A common mutational pattern in Cockayne syndrome patients from xeroderma pigmentosum group G: implications for a second XPG function.

Xeroderma pigmentosum (XP) patients have defects in nucleotide excision repair (NER), the versatile repair pathway that removes UV-induced damage and other bulky DNA adducts. Patients with Cockayne syndrome (CS), another rare sun-sensitive disorder, are specifically defective in the preferential removal of damage from the transcribed strand of active genes, a process known as transcription-coupled repair.
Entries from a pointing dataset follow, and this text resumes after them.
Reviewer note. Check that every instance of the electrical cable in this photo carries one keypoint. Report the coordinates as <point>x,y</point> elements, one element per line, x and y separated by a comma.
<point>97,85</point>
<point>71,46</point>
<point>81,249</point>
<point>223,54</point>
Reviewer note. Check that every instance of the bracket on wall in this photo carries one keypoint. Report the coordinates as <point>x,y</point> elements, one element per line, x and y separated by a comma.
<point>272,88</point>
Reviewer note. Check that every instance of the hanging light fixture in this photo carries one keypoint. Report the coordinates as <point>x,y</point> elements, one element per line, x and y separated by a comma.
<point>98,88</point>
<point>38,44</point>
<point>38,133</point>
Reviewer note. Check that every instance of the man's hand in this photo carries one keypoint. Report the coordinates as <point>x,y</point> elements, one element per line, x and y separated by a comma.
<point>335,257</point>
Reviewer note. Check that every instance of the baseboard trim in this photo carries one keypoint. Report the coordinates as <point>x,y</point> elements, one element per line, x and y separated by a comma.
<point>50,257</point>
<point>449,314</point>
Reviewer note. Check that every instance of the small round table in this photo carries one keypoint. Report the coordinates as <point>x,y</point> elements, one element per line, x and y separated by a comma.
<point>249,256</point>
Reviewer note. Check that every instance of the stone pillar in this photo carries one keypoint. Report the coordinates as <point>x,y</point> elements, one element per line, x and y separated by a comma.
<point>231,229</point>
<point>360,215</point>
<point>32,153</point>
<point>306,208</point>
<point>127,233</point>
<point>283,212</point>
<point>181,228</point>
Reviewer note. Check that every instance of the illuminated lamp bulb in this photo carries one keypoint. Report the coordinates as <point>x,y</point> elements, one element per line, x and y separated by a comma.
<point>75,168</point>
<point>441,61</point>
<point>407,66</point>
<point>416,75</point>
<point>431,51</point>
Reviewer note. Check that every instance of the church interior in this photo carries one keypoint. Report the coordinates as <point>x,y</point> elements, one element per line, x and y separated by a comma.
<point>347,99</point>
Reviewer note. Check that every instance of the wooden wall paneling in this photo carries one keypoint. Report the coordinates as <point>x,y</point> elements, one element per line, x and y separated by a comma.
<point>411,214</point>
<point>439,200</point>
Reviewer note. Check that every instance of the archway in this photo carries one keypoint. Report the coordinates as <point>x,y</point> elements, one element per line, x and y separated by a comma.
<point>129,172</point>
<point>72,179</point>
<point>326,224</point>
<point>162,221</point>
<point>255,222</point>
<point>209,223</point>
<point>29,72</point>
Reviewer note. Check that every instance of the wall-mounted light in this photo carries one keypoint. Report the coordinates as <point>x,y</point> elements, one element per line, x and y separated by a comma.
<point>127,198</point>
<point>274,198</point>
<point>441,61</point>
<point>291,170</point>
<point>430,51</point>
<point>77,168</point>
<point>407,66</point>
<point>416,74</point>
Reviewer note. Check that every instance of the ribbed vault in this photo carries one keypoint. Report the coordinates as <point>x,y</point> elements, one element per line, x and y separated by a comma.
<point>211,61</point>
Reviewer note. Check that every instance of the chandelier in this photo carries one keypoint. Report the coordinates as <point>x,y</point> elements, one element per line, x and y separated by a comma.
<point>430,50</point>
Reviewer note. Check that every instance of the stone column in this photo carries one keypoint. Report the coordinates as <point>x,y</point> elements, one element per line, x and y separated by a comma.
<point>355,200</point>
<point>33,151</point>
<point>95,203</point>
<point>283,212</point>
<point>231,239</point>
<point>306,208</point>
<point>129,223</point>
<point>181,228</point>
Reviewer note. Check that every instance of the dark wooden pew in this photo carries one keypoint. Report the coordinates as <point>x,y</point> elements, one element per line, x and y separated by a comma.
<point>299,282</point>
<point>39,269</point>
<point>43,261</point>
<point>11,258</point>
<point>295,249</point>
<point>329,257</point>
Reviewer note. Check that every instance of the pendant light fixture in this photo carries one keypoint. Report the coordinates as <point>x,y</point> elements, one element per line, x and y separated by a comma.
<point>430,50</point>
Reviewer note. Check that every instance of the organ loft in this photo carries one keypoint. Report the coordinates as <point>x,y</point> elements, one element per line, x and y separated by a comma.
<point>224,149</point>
These two disorders are usually clinically and genetically distinct, but complementation analyses have assigned a few CS patients to the rare XP groups B, D, or G. The XPG gene encodes a structure-specific endonuclease that nicks damaged DNA 3' to the lesion during NER. Here we show that three XPG/CS patients had mutations that would produce severely truncated XPG proteins. In contrast, two sibling XPG patients without CS are able to make full-length XPG, but with a missense mutation that inactivates its function in NER. These results suggest that XPG/CS mutations abolish interactions required for a second important XPG function and that it is the loss of this second function that leads to the CS clinical phenotype.[1]

References

  1. A common mutational pattern in Cockayne syndrome patients from xeroderma pigmentosum group G: implications for a second XPG function. Nouspikel, T., Lalle, P., Leadon, S.A., Cooper, P.K., Clarkson, S.G. Proc. Natl. Acad. Sci. U.S.A. (1997) [Pubmed]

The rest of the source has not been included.